Em maio de 1892, ele funda a Sociedade Humanitária Padre Cacique, tendo na diretoria pessoas ilustres de Porto Alegre. A finalidade desta instituição está sintetizada nos estatutos da mesma. Com seu nobre ideal de caridade, e já na virada do século, projetava a construção do asilo São Joaquim para meninos desamparados, quando a morte o surpreendeu, em 12 de maio de 1907 aos 76 anos.
II - O Processo de Institucionalização da Formação da Mulher
No século XIX, a formação feminina passa a ser considerada de suma importância, e o casamento, um dos meios de ascensão social. A imagem da mulher era idealizada e reproduzida como o símbolo da pureza, da beleza e da sedução. Mas, por outro lado, devido à necessidade de suprir a falta de mão-de-obra nas escolas primárias, o magistério se apresenta como uma oportunidade de trabalho, e a mulher torna-se assim, a educadora por excelência.
Com essa preocupação, Padre Cacique oferecia às suas educandas um aprendizado fundado na aquisição de experiências concretas, vividas no quotidiano, que exigia a construção de uma nova identidade, garantindo desse modo maior rendimento no trabalho, tudo conforme os princípios da moral e da ética cristãs. José Gonçalves Vianna, biógrafo do Padre Cacique, ao escrever sobre a formação proporcionada no Colégio Santa Tereza, diz:
"...ensina-se tudo quanto constitue o preparo sério e sólido de uma moça tanto em conhecimentos indispensáveis, como em trabalhos próprios de seu sexo e seu destino. Estudo e labor distribuídos com muito critério e sustentados com delicada disciplina fazem a vida e a reputação desse colégio, que está efetivamente sob os auspícios do Pe. Cacique...".
No colégio Santa Tereza, as moças recebiam ensinamentos úteis: lições de Astronomia prática, "leituras de revistas científicas e obras literárias, manuseavam tratados de Física, Química, Mecânica e tudo quanto pudesse não só nutrir a inteligência", mas multiplicar seus conhecimentos. Esse aprendizado ia produzindo uma geração de mulheres voltadas à vida ordeira, disciplinada e, ao mesmo tempo, requintada, que assegurava o desenvolvimento de habilidades da futura mãe ou da profissional de qualquer atividade.

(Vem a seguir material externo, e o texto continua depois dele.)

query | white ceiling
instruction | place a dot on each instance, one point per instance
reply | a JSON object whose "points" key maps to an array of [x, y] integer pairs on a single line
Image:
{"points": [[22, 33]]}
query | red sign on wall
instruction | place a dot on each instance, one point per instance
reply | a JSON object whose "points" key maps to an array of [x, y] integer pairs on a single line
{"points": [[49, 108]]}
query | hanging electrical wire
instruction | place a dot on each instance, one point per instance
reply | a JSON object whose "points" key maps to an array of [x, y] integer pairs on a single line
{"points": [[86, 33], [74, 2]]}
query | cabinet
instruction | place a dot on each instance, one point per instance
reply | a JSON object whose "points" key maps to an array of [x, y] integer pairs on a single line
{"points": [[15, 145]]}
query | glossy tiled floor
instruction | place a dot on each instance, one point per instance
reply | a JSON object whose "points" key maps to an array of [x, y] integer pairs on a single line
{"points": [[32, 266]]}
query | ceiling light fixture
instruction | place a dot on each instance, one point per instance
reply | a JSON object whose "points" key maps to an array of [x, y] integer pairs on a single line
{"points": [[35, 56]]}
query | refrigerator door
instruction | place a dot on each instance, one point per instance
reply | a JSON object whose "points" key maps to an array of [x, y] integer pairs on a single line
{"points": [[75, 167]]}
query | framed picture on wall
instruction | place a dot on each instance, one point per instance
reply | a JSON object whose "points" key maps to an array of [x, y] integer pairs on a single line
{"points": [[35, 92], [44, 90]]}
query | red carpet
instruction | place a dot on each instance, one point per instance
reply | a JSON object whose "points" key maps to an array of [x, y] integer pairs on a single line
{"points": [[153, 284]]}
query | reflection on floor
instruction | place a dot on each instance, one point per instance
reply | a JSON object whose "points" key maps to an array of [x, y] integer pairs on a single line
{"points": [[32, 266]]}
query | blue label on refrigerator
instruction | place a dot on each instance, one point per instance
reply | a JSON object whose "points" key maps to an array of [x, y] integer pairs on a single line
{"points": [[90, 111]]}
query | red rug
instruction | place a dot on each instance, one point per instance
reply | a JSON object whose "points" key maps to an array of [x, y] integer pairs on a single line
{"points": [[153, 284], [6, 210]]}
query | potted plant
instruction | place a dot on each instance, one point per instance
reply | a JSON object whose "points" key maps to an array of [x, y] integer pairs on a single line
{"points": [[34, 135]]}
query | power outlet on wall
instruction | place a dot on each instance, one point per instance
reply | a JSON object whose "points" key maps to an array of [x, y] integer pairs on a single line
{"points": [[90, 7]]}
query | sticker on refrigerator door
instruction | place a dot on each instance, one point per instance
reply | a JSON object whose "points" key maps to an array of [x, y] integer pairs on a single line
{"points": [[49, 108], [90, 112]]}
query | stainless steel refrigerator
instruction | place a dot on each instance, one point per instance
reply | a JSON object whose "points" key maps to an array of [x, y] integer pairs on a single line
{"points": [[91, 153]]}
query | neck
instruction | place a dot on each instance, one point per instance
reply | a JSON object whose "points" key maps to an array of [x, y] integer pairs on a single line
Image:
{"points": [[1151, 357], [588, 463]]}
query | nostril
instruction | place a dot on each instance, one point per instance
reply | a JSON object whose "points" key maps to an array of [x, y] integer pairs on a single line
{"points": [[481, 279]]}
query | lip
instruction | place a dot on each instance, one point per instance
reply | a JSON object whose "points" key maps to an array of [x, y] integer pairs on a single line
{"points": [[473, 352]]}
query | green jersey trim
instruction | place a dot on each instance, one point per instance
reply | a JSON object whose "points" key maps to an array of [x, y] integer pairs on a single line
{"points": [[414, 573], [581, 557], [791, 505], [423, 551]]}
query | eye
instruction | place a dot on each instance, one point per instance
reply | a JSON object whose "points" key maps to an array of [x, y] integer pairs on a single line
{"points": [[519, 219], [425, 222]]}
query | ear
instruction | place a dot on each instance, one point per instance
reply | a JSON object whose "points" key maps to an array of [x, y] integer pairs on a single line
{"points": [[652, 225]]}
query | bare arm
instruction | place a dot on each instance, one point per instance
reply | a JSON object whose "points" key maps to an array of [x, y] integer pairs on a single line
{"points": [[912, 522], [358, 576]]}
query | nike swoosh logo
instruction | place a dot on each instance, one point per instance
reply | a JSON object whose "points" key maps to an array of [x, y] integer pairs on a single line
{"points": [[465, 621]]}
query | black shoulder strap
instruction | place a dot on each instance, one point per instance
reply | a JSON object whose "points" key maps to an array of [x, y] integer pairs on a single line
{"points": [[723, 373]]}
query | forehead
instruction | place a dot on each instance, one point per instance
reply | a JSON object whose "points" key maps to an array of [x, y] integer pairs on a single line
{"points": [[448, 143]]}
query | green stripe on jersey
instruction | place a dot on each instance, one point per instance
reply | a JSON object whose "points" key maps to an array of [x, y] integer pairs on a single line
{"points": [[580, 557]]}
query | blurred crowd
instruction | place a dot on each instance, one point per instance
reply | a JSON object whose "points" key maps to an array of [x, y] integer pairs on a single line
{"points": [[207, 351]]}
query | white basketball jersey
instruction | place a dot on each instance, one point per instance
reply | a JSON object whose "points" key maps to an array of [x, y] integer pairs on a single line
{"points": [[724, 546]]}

O padre Cacique, que sempre se distinguiu dos demais agentes sociais por sua capacidade intelectual e moral, dirigiu a Escola Normal até 1881. Ao demitir-se da Escola, porém, levou com ele as alunas e passou a proporcionar-lhes outras espécies de aprendizado, mais prático e artesanal, chegando a montar uma pequena fábrica de roupas por elas mesmas confeccionadas. Esse trabalho se realizava com as alunas em regime de internato, o que conferia ao processo uma certa dinâmica , fortalecendo desse modo o poder institucional, uma vez que a instituição recebia as crianças em uma espécie de "adoção" - os responsáveis pela criança assinavam junto ao órgão competente do Estado um documento de "desistência do pátrio poder" .
De outra parte, a instituição, visando capacitar suas educandas para enfrentar os desafios da época e buscando inseri-las na ordem social , estabelecia rotinas bem organizadas e atividades adequadas, de modo a formar excelentes professoras e ótimas mães de família. O processo de formação instaurado por esse agente do campo religioso, o Pe. Cacique, em suas instituições, foi reconhecido pela sociedade portoalegrense e durou até 1945, quando então houve a intervenção do Estado nas instituições do Padre Cacique.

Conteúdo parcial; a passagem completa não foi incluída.